Saumy Deepak Tripathi
Saumy Deepak Tripathi

The current population of world is estimated to be at 7.59 billion and the population is expected to increase at a rate of just over a percentage to around 9.5 billion by 2050. This raises the question of natural resources and whether they are enough to provide for a large population. 

The Developing countries that hold the majority of the global population have seen mass urbanisation, and with the size of urban agglomeration increasing day by day the agricultural lands are decreasing. In India the urban population is expected to grow from 410 million now to 814 million by 2050. 

The total cultivable land on the planet covers roughly 11% of the total world’s surface and the population has been increasing at a pace far more than the area of agricultural production. For instance the world’s population stood at 1 billion in 1830 and it took 100 years for it double. From 1930 it just took 45 years for the population to increase from 2 billion to 4 billion despite the Second World War and within 24 years the population further increased by 2 billion. 

This has led to the exploitation of land in order to provide more resources as people look to increase production but it leads to imbalance in the ecosystem. Experts say that this has led to natural disasters like flood and drought becoming more frequent which further burdens agriculture. 

These challenges have now reached such heights that they need to be addressed immediately and there are several measures that the world needs to take right now, out of which the most important is the control of the birth rate which is the core problem and addressing this problem will go a long way in solving this problem. 

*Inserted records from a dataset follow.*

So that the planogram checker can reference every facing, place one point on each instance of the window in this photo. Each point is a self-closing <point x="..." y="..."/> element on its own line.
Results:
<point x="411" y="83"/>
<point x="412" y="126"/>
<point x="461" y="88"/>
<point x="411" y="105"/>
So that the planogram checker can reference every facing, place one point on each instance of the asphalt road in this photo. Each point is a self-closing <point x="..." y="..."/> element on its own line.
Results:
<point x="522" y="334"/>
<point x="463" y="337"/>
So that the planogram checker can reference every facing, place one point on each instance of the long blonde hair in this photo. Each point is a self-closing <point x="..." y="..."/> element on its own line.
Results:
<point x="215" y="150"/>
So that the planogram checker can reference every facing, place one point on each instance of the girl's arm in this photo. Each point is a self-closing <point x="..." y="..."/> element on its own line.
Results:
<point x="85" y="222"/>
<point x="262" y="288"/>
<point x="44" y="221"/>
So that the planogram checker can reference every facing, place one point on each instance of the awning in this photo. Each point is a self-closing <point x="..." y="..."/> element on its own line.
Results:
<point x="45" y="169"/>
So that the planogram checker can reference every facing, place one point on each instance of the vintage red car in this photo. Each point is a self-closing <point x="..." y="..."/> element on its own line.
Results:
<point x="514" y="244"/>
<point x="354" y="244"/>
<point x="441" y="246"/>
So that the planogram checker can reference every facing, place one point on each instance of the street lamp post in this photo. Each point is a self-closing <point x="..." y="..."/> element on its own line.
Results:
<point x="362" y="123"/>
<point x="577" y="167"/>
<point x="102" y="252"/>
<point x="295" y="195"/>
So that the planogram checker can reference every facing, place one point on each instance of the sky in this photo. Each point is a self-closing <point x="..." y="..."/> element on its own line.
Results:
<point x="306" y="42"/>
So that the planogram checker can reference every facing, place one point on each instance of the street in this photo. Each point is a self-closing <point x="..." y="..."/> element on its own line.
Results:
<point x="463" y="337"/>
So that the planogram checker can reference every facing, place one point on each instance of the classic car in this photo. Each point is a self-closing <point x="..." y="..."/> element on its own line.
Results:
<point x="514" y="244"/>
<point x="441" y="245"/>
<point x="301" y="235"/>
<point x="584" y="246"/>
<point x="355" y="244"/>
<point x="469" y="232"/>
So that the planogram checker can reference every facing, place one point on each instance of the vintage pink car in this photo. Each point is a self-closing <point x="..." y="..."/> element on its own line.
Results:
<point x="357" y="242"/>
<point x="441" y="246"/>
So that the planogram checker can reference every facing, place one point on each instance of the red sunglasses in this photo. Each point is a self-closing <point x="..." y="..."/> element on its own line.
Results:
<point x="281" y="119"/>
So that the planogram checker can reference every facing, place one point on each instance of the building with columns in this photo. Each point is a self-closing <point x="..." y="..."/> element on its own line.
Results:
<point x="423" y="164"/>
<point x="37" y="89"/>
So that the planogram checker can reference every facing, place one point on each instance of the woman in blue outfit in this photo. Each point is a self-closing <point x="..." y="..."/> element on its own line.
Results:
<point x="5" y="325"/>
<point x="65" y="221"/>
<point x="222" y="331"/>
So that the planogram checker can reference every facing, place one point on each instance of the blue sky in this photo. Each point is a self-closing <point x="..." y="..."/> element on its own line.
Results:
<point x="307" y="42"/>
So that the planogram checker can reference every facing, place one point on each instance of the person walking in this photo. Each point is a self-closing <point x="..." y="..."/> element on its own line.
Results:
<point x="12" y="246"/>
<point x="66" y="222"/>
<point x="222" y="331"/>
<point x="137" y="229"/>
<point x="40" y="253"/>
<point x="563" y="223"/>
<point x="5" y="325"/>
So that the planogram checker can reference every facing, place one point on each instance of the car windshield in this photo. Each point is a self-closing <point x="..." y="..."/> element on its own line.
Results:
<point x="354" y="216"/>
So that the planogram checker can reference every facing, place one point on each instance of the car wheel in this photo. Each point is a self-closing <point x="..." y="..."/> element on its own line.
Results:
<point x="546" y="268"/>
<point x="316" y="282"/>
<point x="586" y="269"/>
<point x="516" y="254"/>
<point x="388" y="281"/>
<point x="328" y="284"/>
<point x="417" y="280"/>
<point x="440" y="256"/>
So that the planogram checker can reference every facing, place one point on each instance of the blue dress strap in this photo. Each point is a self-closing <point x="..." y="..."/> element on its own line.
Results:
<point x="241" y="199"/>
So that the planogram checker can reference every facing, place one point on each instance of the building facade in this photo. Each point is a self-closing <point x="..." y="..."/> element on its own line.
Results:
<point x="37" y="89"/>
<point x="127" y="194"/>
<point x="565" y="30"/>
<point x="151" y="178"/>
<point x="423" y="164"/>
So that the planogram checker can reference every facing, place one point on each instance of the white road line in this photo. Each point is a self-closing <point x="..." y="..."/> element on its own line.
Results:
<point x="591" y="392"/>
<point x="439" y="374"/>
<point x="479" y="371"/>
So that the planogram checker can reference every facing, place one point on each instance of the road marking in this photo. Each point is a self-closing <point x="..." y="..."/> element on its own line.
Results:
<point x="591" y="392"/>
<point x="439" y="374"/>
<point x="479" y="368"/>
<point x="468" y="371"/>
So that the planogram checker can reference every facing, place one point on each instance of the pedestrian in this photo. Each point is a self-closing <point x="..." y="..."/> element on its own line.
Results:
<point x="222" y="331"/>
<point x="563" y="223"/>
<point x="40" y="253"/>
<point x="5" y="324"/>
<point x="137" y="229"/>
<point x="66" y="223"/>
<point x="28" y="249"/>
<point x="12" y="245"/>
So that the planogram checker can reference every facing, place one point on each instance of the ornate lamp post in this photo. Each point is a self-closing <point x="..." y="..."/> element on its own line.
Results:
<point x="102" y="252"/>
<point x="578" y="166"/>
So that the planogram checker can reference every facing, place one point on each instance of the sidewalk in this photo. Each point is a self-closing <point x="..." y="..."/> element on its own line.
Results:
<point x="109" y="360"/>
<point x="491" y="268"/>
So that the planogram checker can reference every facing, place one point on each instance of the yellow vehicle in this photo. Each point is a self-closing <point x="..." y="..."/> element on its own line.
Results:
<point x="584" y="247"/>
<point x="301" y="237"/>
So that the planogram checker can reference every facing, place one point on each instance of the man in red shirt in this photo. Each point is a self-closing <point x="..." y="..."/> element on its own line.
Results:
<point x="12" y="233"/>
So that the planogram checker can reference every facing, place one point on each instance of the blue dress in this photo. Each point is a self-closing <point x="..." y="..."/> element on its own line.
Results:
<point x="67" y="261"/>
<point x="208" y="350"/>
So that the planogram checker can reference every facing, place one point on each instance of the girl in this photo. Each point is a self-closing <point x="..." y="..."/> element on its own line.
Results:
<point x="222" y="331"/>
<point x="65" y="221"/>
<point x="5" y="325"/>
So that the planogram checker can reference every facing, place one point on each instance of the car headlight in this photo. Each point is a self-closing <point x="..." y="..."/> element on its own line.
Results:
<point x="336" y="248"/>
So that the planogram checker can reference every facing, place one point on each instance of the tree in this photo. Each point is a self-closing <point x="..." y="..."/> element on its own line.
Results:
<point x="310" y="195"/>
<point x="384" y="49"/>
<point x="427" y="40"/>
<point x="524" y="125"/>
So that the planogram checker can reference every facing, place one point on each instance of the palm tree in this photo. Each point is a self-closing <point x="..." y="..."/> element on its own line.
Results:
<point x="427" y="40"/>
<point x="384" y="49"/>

Other measures include increasing the food production using methods such as Intensive Agriculture, an initiative that the NITI Aayog had strongly recommended in its 2017 report “Doubling Farmer’s Income”. Agriculture also needs to become innovative in its quest for increase in food production. It is clear to all that the population is surely bound to increase and it will surely affect the coverage of the agricultural land and thus new avenues such as vertical farming, Hydroponics need to be introduced. The cities should be developed on a hybrid model where sprawling buildings can have offices, homes or green farms. 

The monster of population rise is real and we have let it come too far and now we must face it because that is the only option we have.